Diazinon is an organophosphate insecticide that inhibits the enzyme acetylcholinesterase and can cause severe acute poisoning, including headache, nausea, neurological effects and even death (36, 37). Acute poisoning may result in supranuclear palsy and opsoclonus due to cholinergic enhancement (37). Chronic exposure to diazinon has been associated with an increased risk of certain cancers, although the evidence is mixed (38). Exposure to this toxin can occur by dermal absorption, inhalation or ingestion, resulting in persistent neurological, skeletal and endocrine effects (36). Diagnosis of poisoning is based on history of exposure, symptoms such as miosis and fasciculation, response to treatment and reduction in blood cholinesterase activity, and in some cases permanent complications such as polyneuropathy and central nervous system symptoms may occur (39). The initial treatment approach for diazinon poisoning includes the use of atropine to counteract the effects of acetylcholine and pralidoxime chloride to restore blood cholinesterase levels (40). While pralidoxime has shown efficacy in the treatment of several organophosphorus poisonings, including diazinon, its efficacy varies in different combinations (39). Supportive measures such as intravenous fluids, oxygen and prompt gastric lavage are important (40). Studies have shown that exposure to diazinon reduces the activity of antioxidant enzymes, increases oxidative stress parameters and also causes blood abnormalities in mice (42).
Gallic acid (GA) is a phenolic compound that is widely distributed in various plants and foods and has significant medicinal properties. This compound has neuroprotective effects against neurodegeneration and oxidative stress (54). In addition, GA has potent anti-inflammatory activities, primarily through modulation of the MAPK and NF-kB signaling pathways, as well as reducing the release of inflammatory mediators (55). The strong antioxidant properties of GA contribute to its protective role in oxidative damage diseases, including cancer and cardiovascular disease (56). With specific effects attributed to its unique chemical structure, its cytotoxicity against cancer cells has been demonstrated (57). Despite its promising therapeutic potential, further clinical studies are needed to confirm its efficacy and safety in human application (56).
The aim of this study was to investigate the effect of gallic acid on the treatment of diazinon-induced toxicity in mouse tissues compared to standard treatment.

2. Material and methods

To evaluate the brain-protective effect of gallic acid on the brain mitochondria of exposed mice, six groups of mice were selected, each group consisting of six mice. The pralidoxime group received diazinon poison, pralidoxime and atropine, and the gallic acid group, which included three subgroups, received diazinon poison and gallic acid at concentrations of 50, 100 and 200 mg/kg. Mice were acutely poisoned with 0.5 LD50 of diazinon, and after 15 minutes treatments were started, including gallic acid, pralidoxime and atropine (standard treatment).
3-1-2 groups tested
Group 1. The control group, which received normal saline.
Group 2. The group that received diazinon at 40 mg/kg.
Groups 5, 3, 4 received different doses of gallic acid (50, 200 and 100 mg/kg) 15 minutes after diazinon administration.
Group 6 received standard treatment with atropine and pralidoxime 15 min after diazinon administration.
2-3 Ethical considerations
For two weeks prior to the experiments, the animals were kept in separate standard cages with a 12-hour light/12-hour dark cycle, access to food and water, and a temperature of 22 ± 2 degrees C for environmental adaptation.

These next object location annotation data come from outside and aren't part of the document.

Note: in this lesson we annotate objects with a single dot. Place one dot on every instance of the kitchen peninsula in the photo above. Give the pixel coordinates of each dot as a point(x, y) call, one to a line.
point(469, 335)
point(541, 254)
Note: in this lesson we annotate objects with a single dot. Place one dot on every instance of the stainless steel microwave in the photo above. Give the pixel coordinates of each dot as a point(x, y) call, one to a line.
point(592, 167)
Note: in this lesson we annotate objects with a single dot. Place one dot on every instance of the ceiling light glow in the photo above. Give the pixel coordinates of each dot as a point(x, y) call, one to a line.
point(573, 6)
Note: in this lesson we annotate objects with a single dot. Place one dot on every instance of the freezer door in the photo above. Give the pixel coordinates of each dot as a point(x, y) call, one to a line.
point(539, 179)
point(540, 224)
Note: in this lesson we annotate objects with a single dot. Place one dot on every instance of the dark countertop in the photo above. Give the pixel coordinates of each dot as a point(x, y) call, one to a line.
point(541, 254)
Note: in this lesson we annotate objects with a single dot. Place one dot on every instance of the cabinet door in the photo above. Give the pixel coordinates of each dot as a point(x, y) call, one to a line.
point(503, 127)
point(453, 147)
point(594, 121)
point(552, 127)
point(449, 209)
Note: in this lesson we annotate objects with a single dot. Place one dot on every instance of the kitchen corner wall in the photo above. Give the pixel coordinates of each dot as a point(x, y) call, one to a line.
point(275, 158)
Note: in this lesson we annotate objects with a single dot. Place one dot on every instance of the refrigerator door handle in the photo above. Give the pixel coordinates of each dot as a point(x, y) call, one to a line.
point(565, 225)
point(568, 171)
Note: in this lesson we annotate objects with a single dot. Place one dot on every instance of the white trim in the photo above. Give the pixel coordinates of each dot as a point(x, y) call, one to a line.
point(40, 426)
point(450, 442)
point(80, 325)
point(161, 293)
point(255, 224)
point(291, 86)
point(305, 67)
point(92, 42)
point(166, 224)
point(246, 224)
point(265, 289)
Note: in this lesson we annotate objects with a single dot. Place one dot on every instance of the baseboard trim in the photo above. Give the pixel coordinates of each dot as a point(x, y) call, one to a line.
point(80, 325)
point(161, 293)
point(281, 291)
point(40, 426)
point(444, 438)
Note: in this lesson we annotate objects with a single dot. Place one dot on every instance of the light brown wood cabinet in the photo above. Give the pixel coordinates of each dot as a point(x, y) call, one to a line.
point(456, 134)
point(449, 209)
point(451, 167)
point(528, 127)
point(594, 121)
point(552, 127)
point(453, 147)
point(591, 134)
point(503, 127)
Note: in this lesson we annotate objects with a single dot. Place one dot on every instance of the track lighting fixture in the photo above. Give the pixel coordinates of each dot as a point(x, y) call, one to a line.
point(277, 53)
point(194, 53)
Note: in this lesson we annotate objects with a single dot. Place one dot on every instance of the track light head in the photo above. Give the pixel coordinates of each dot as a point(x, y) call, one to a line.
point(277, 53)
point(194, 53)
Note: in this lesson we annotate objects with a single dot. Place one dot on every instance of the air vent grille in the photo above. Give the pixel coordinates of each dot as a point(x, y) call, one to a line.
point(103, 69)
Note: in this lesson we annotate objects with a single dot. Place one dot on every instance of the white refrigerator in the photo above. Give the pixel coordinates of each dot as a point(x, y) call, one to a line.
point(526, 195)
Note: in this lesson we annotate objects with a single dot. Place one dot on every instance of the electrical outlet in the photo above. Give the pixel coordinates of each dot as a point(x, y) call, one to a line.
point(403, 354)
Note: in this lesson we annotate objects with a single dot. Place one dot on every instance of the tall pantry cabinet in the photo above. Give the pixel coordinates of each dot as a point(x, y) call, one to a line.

At the end of the treatment period, the animals were anaesthetized with ketamine/xylazine and operated on, and all ethical aspects of the study were followed. Brain tissue was then removed and used.

3. Results

The results obtained based on the method mentioned in the third chapter were determined as follows in this study.
1-4 The results of investigating the effect of gallic acid on mitochondrial glutathione content of mouse brain tissue exposed to diazinon poison
According to the analysis, the amount of glutathione in the Diazinon group has decreased significantly compared to the Control group (p<0.001).
The amount of glutathione in the gallic acid 100 and 200 mg/kg group increased significantly compared to the diazinon group (p<0.001). Also, the gallic acid 200 group had no significant difference with the atropine and pralidoxime group in glutathione content.
Gallic acid 50 groups did not have a significant increase in glutathione compared to diazinon group (Figure 1).
2-4 The results of investigating the effect of gallic acid on lipid peroxidation of mitochondria in rat brain tissue exposed to diazinon poison
According to the analysis, the amount of MDA in the Diazinon group increased significantly compared to the Control group (p<0.001).
The amount of MDA in the 100 and 200 mg/kg gallic acid group was significantly reduced compared to the diazinon group (p<0.001). Also, the gallic acid 100 and 200 group had no significant difference with the atropine and pralidoxime group in MDA content.
Gallic acid 50 groups did not have a significant increase in MDA compared to diazinon group (Figure 2).
3-4 The results of investigating the effect of gallic acid on the mitochondrial carbonyl protein content of rat brain tissue exposed to diazinon toxin.
According to the analysis, the amount of protein carbonyl in the Diazinon group has increased significantly compared to the Control group (p<0.001).
The amount of protein carbonyl in the gallic acid 100 and 200 mg/kg group was significantly reduced compared to the diazinon group (p<0.001). Also, the gallic acid 100 group had no significant difference with the atropine and pralidoxime groups in the carbonyl protein content.
Gallic acid 50 groups did not have a significant increase in the amount of protein carbonyl compared to the diazinon group (Figure 3).
4-4 The results of investigating the effect of gallic acid on the amount of mitochondrial ROS in the brain tissue of mice exposed to diazinon poison
According to the analysis, the amount of ROS in the Diazinon group increased significantly compared to the Control group (p<0.001).
The amount of ROS in the 100 and 200 mg/kg gallic acid group was significantly reduced compared to the diazinon group (p<0.001). Also, the gallic acid 100 group had no significant difference with the atropine and pyralidoxime groups in the carbonyl protein content.
Gallic acid 50 groups did not have a significant increase in glutathione compared to diazinon group (Figure 4).
4-5 The results of investigating the effect of gallic acid on the mitochondrial function of mice brain tissue exposed to diazinon poison
The findings of this study showed that the mitochondrial function was significantly reduced in the group receiving diazinon, while after receiving doses of 200 and 100, 50 mg/kg of gallic acid, it was reduced compared to the control group. It is noteworthy that the greatest increase in mitochondrial function was related to the dose of 200 mg/kg. Figure 5

4. Discussion

The study was conducted to investigate the protective effect of gallic acid on the toxicity caused by diazinon in the mitochondria of mouse brain tissue.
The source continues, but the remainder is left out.